Рей находилась в углу комнаты, развёрнутая к стене, лишенная обзора. В полулежачем положении прикованная к медицинскому креслу, спинка которого удобно позволяла откинуться назад. Страх лианой сдавил её горло, когда она поняла, что не чувствует собственного тела. Только иглу в вене, в которую поступала желчного оттенка жидкость из рядом стоящей капельницы.
Попытка пошевелиться не увенчалась успехом и лишь призвала к себе уже знакомую кошачью поступь. Акияма затаила дыхание, не в силах дышать, мышца в груди сжалась в тугой комок. Она лишь нервно моргала, отсчитывая шаги, словно те были последними секундами её жизни. И, когда тень появилась на стене напротив, её обладатель предстал перед ней. Асори Накуса, юный художник и по совместительству искусствовед, что пригласил их в свою обитель, был облачен в удобный холщовый медицинский халат, явно предназначенный для одноразового использования. Безжизненным кукольным взглядом он прошелся по очнувшейся пленнице, и руками, вскинутыми вверх, как делают хирурги перед операцией, облаченными в полиэтиленовые перчатки, отключил капельницу, точными, но плавными движениями, подцепив новый пакетик.
— Накуса, что происходит? — охрипшим и ослабевшим голосом спросила Рей, борясь с тяжестью век.
Пронзительный карий взгляд впился иголками, юноша закончил работу с капельницей и, нагнувшись над Рей и облокотившись руками о подлокотники, таинственно прошептал:
— Готовлю тебя вот к этому. — И развернул кресло, открыв Рейко картину, что прогнала её болезненный сон.
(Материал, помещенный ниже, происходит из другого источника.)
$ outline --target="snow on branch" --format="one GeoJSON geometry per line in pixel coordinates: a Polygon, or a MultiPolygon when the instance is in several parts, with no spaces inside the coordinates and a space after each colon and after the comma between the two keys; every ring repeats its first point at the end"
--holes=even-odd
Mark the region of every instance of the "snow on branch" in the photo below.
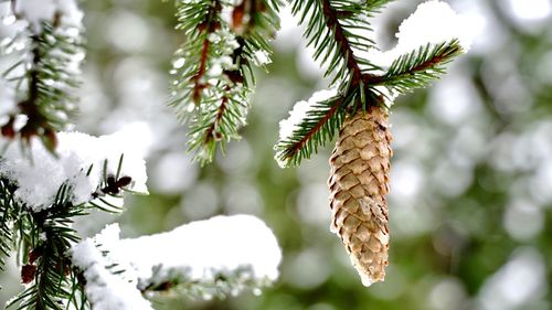
{"type": "Polygon", "coordinates": [[[189,122],[189,149],[202,164],[217,146],[238,139],[246,125],[253,65],[270,63],[269,40],[279,28],[279,0],[177,1],[177,29],[185,35],[173,61],[172,100],[189,122]]]}
{"type": "MultiPolygon", "coordinates": [[[[87,239],[73,247],[72,259],[87,278],[87,295],[102,290],[114,277],[104,272],[107,279],[103,279],[103,272],[97,271],[100,267],[94,266],[114,264],[124,268],[121,275],[134,286],[128,292],[131,296],[179,290],[210,299],[236,295],[247,288],[256,290],[278,277],[282,252],[276,237],[261,220],[251,215],[215,216],[138,238],[119,239],[118,235],[118,225],[110,225],[96,235],[94,242],[87,239]],[[92,244],[105,255],[98,255],[92,244]],[[91,267],[94,267],[92,271],[91,267]]],[[[131,296],[105,291],[102,297],[88,298],[92,301],[96,298],[126,300],[134,299],[131,296]]]]}
{"type": "Polygon", "coordinates": [[[12,146],[0,161],[0,177],[17,185],[17,201],[34,212],[50,207],[66,182],[72,189],[73,204],[112,193],[105,184],[110,175],[117,180],[129,178],[124,186],[126,190],[147,193],[145,161],[129,142],[134,135],[134,130],[125,130],[96,138],[81,132],[61,132],[56,157],[44,146],[34,143],[32,160],[22,157],[21,150],[12,146]]]}
{"type": "Polygon", "coordinates": [[[8,83],[0,88],[7,86],[15,94],[10,108],[2,110],[7,120],[2,119],[1,133],[9,139],[18,137],[24,146],[39,137],[53,152],[56,131],[65,129],[76,108],[74,89],[79,85],[85,56],[83,12],[75,0],[13,0],[0,6],[10,29],[0,53],[14,60],[1,73],[8,83]],[[11,9],[8,14],[7,6],[11,9]]]}
{"type": "Polygon", "coordinates": [[[301,159],[330,140],[348,114],[369,106],[389,109],[399,94],[426,87],[445,73],[445,65],[467,52],[477,21],[457,14],[447,3],[432,0],[418,6],[400,26],[397,45],[376,49],[369,18],[389,1],[291,1],[293,12],[306,23],[305,38],[315,58],[328,64],[325,76],[339,97],[317,104],[298,104],[280,125],[276,160],[282,167],[301,159]],[[297,116],[297,117],[296,117],[297,116]]]}
{"type": "Polygon", "coordinates": [[[351,98],[336,88],[320,90],[308,101],[295,104],[289,117],[280,121],[279,141],[275,159],[284,168],[299,164],[309,153],[337,133],[344,119],[344,109],[351,98]]]}

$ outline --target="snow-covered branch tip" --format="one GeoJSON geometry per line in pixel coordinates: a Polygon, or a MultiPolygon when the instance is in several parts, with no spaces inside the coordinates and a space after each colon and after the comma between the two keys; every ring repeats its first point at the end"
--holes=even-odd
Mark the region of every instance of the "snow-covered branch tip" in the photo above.
{"type": "Polygon", "coordinates": [[[275,147],[282,167],[299,164],[317,152],[347,115],[371,105],[390,108],[399,94],[426,87],[445,74],[445,64],[468,51],[474,33],[466,26],[469,18],[432,0],[403,21],[395,49],[380,52],[369,39],[368,18],[388,2],[293,1],[294,14],[307,24],[305,36],[315,46],[314,57],[328,64],[325,76],[335,74],[331,84],[340,97],[296,104],[291,117],[280,122],[280,132],[287,132],[275,147]]]}
{"type": "Polygon", "coordinates": [[[250,215],[216,216],[134,239],[119,239],[119,227],[110,225],[71,253],[88,300],[123,310],[151,309],[146,298],[167,291],[201,299],[256,292],[276,280],[282,259],[270,229],[250,215]],[[125,271],[107,270],[113,265],[125,271]]]}
{"type": "Polygon", "coordinates": [[[279,0],[177,1],[185,43],[177,51],[171,73],[180,120],[189,122],[189,149],[210,162],[220,143],[238,139],[246,124],[253,65],[265,67],[268,40],[279,28],[279,0]]]}
{"type": "Polygon", "coordinates": [[[75,0],[12,0],[0,6],[0,12],[9,12],[2,20],[13,33],[2,40],[0,54],[15,58],[0,77],[0,100],[6,104],[1,133],[26,147],[39,137],[53,152],[56,131],[65,128],[77,100],[73,90],[84,58],[83,13],[75,0]]]}
{"type": "Polygon", "coordinates": [[[91,210],[120,212],[123,191],[147,192],[145,162],[128,145],[137,129],[99,138],[61,132],[56,158],[40,143],[30,146],[34,162],[13,146],[1,157],[0,249],[18,252],[25,285],[8,307],[87,309],[82,275],[67,258],[79,242],[73,223],[91,210]]]}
Нагая Марико лежала на операционном столе, белее чистого холста, к рукам её были присоединены такие же трубки капельницы, однако в пакетах покоилась алая краска жизни. Точно такая же плескалась в литровых баллонах на рядом стоящих столах.
Комок тошноты подошел к горлу, но из-за пустоты желудка Рей лишь издала блеющий стон. Из-за сжавшегося горла она не смогла вымолвить ни слова, лишь раскрыла уста, из которых капала влага, и хрипло стонала сквозь слезы, застелившие тошнотворную картину.
— Не стоит плакать, — поспешил успокоить Сасори, вернувшись к операционному столу, отцепляя иглу от вены. — Твоя подруга ничего не почувствовала. Смерть от обескровливания… Я бы сказал, что она самая безболезненная и милостивая. — Акасуна вскинул голову к свету, цинично улыбнувшись и размяв пальцы. — Она просто уснула.
— Ты болен, — обессиленным голосом сквозь всхлипы простонала Рей.
— Оу, поверь, есть люди гораздо больнее меня, убивающие просто так или для насаждения, за деньги, в конце концов.
С педантичной щепетильностью Акасуна юрко отодвинул столик с наполненными кровью болонами и пододвинул другой — с медицинской провизией.
— А в твоих убийствах, значит, сакральный смысл, заложенный какими-то великими силами? — выплюнула Акияма со всеми силами, какие у неё еще были.
Она попыталась вырвать руки из фиксаторов, но игла больно впилась в вену. Рей вспомнила случай забальзамированного тела, найденного в городском парке, и тогда ужас правды затрепетал в её глазах. Сасори, пристально наблюдающий за её реакцией, кажется, понял.
— Да, я — кукловод. Не могу сказать, что мне не нравится прозвище, которое мне дала полиция. Но, согласись, звучит оно немного избито и тривиально. В любом случае первым материалом я выбрал Марико, просто потому что её имя напомнило мне мой первый образец. Так что, думаю, я отвечу на твой вопрос, а точнее покажу тебе его «смысл», о котором ты говоришь, и потом уже использую твой материал. Позволишь?
Сасори шутливо указал на её подругу и достал алебастровую маску — знаменитая маска Потрошителя, третировавшего Токио два года назад. Надев венец страха, Сасори вытащил медицинскую электропилу, чей рев разрезал воздух, и крутящаяся сталь спирали медленно опустилась на посиневшую кожу грудной клетки Марико, кистью художника вычерчивая багряную линию, что заструилась вниз, к животу.